İlk bakışta, tekrara dayalı bu imgelerin ritmi göze hoş gelir. Fakat izleyici durup fotoğraflara ve yanlarındaki açıklamalara baktığında, konunun rahatsız edici özellikleriyle karşılaşır. Haberlerde Ortadoğu'da yaşanan terörden, mahalle çetelerinin neden olduğu vahşete, her gün ölüm görüntülerinin bombardımanına uğruyoruz ve böyle acımasız bir şiddetin karşısında insan ister istemez hissizleşebiliyor. Destedeki her kağıt parçasının kısa ömürlülüğü, atılabilir oluşu, hayatın kırılganlığını tasvir eden bu yapıttan çıkardığımız sonuçları yansıtıyor.

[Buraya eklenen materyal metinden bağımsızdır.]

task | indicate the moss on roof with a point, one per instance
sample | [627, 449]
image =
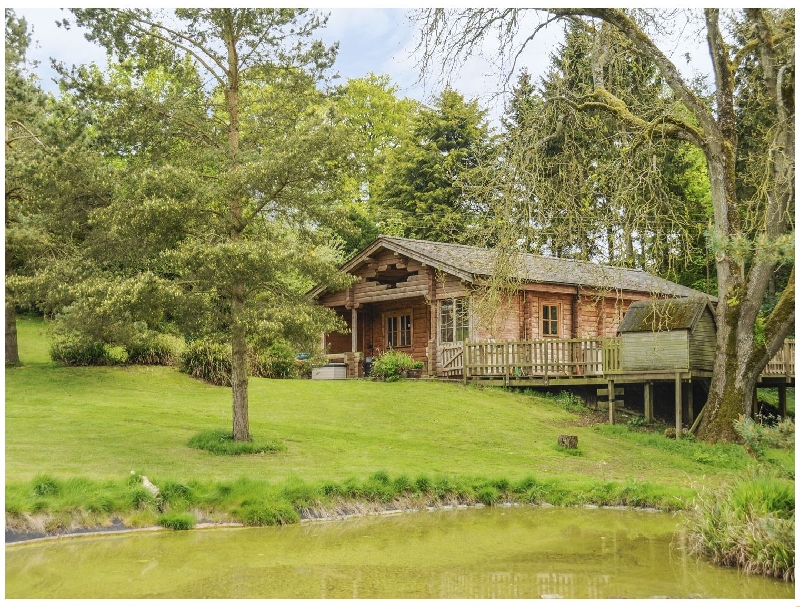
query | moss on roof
[663, 315]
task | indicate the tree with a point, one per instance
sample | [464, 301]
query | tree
[582, 168]
[422, 188]
[376, 121]
[751, 234]
[225, 143]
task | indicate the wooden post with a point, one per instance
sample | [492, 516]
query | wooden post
[782, 400]
[354, 331]
[678, 406]
[544, 348]
[465, 359]
[506, 362]
[611, 405]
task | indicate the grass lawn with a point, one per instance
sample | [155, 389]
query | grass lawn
[102, 423]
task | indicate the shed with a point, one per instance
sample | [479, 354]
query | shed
[668, 334]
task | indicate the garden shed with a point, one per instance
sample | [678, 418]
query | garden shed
[672, 334]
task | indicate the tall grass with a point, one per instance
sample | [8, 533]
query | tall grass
[749, 525]
[64, 504]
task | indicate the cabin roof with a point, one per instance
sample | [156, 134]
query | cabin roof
[664, 315]
[470, 263]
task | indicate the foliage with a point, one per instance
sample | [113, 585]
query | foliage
[267, 514]
[210, 361]
[79, 351]
[214, 218]
[749, 525]
[422, 189]
[207, 360]
[220, 442]
[151, 348]
[757, 437]
[391, 365]
[178, 521]
[617, 81]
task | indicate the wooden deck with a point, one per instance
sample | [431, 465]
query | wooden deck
[571, 361]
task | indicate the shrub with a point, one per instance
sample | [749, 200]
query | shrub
[178, 521]
[749, 525]
[281, 360]
[207, 360]
[488, 495]
[46, 485]
[210, 361]
[751, 433]
[175, 494]
[151, 349]
[267, 514]
[77, 350]
[220, 442]
[391, 365]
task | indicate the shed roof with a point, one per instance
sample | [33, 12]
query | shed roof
[470, 263]
[664, 315]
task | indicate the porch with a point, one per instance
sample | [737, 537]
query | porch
[545, 361]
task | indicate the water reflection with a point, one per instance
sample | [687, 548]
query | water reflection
[491, 553]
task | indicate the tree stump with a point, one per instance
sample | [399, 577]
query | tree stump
[567, 441]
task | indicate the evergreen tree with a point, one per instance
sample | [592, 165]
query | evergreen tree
[422, 192]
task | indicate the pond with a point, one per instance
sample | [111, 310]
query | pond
[485, 553]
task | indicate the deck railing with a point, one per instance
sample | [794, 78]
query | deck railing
[783, 361]
[542, 358]
[559, 358]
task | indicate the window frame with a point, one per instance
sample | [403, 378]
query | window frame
[400, 333]
[460, 321]
[549, 307]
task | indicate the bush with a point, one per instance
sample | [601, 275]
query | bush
[391, 365]
[179, 521]
[46, 485]
[749, 525]
[77, 350]
[281, 360]
[207, 360]
[220, 442]
[151, 349]
[267, 514]
[211, 362]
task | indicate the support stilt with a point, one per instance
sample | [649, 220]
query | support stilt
[678, 406]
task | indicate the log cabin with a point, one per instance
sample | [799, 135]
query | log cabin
[424, 298]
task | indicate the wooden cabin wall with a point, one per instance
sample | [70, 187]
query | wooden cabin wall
[534, 300]
[336, 343]
[702, 343]
[660, 350]
[376, 329]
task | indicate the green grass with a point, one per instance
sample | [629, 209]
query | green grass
[102, 423]
[748, 524]
[220, 442]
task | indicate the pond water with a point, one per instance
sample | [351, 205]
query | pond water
[485, 553]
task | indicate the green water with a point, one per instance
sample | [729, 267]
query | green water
[489, 553]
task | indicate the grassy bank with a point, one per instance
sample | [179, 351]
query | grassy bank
[73, 436]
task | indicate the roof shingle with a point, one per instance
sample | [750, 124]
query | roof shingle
[469, 263]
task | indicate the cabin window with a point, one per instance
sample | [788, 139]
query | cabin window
[454, 320]
[550, 321]
[398, 330]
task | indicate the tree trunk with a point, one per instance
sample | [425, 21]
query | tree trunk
[12, 348]
[241, 422]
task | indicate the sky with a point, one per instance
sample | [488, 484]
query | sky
[370, 40]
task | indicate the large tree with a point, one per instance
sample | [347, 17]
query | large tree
[572, 174]
[422, 188]
[226, 143]
[751, 232]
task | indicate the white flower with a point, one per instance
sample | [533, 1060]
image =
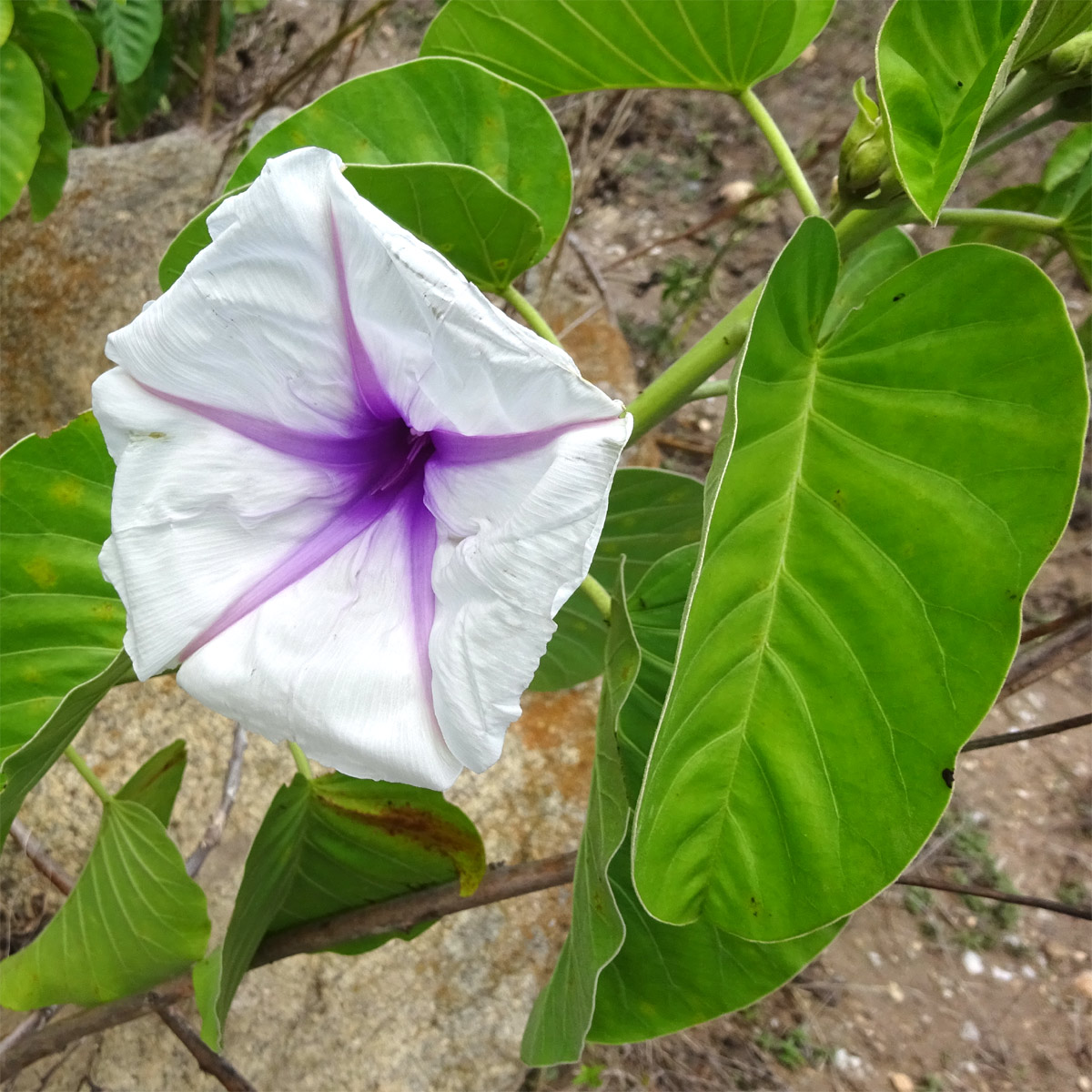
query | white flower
[350, 494]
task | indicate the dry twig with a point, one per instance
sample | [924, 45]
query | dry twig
[216, 829]
[210, 1062]
[37, 855]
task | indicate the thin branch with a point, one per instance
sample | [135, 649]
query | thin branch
[1043, 730]
[1044, 629]
[210, 1062]
[912, 879]
[394, 915]
[208, 65]
[216, 829]
[37, 855]
[1043, 660]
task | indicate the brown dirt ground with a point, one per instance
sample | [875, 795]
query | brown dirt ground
[896, 1002]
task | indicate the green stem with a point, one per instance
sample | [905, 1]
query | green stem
[711, 389]
[796, 180]
[533, 318]
[675, 387]
[599, 595]
[1031, 126]
[999, 217]
[301, 763]
[86, 773]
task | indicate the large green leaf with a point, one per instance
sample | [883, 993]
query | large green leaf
[661, 977]
[1053, 22]
[50, 170]
[1074, 151]
[132, 920]
[938, 66]
[25, 768]
[891, 492]
[869, 265]
[650, 513]
[65, 46]
[441, 112]
[61, 622]
[157, 784]
[328, 845]
[1077, 221]
[562, 1013]
[130, 30]
[557, 47]
[22, 118]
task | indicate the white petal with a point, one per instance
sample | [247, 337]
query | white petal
[449, 358]
[517, 538]
[255, 325]
[332, 663]
[197, 514]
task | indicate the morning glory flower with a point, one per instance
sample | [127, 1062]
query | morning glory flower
[350, 492]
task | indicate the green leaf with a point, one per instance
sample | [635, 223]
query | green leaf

Çeşitli tarihi ve çağdaş sanat yapıtlarının yer aldığı bu karma sergi silahlı şiddetin yaygınlığı hakkında. Sanatçılar savaşı, cinayeti, saldırganlık eylemlerini incelerken katil, kurban ve silah "karakter"lerine odaklanıyorlar.
Savaşta kullanılan ilk ateşli silah 14. yüzyılda toptu. Savaş bağlantılı ölümlerin resimlerinin gazetede ilk yayımlanması da teknolojinin imkanlarının yeterince geliştiği 1860'lardadır. Mathew Brady'nin akıldan çıkmayan İç Savaş mağdurları görüntüleri, savaş alanında yaşanan katliamı halka ilk defa gösteren fotoğraflardır. Brady, yitirilen yaşamları görüntülemek için kendini vahşetin tam ortasına atarak kendi yaşamını da tehlikeye sokmuştur. Bu cansız genç adam görüntülerinin o dönemin izleyicileri için muhtemelen nasıl kan dondurucu olduğunu ne kadar vurgulasak az. Eddie Adams, bir asır sonra Vietnam Savaşı'nın dehşet verici anlarını, eşit derecede simgesel görüntülerle kaydediyordu. Bir Vietkong Tutsağının Sokakta İnfaz Edilişi, Saygon (1968), Vietnam ordusundan bir askerin, bir Vietkong savaşçısını başından vurarak öldürüşünü gösterir. Adams, bu acımasız cinayetin hemen öncesini, infaz anını ve sonrasını açık bir dürüstlükle görüntüler. İzleyici kendini bir anda bir cinayete şahit konumunda bulduğundan, buradaki vahşet elle tutulabilir somutlukta ve son derece rahatsız edicidir.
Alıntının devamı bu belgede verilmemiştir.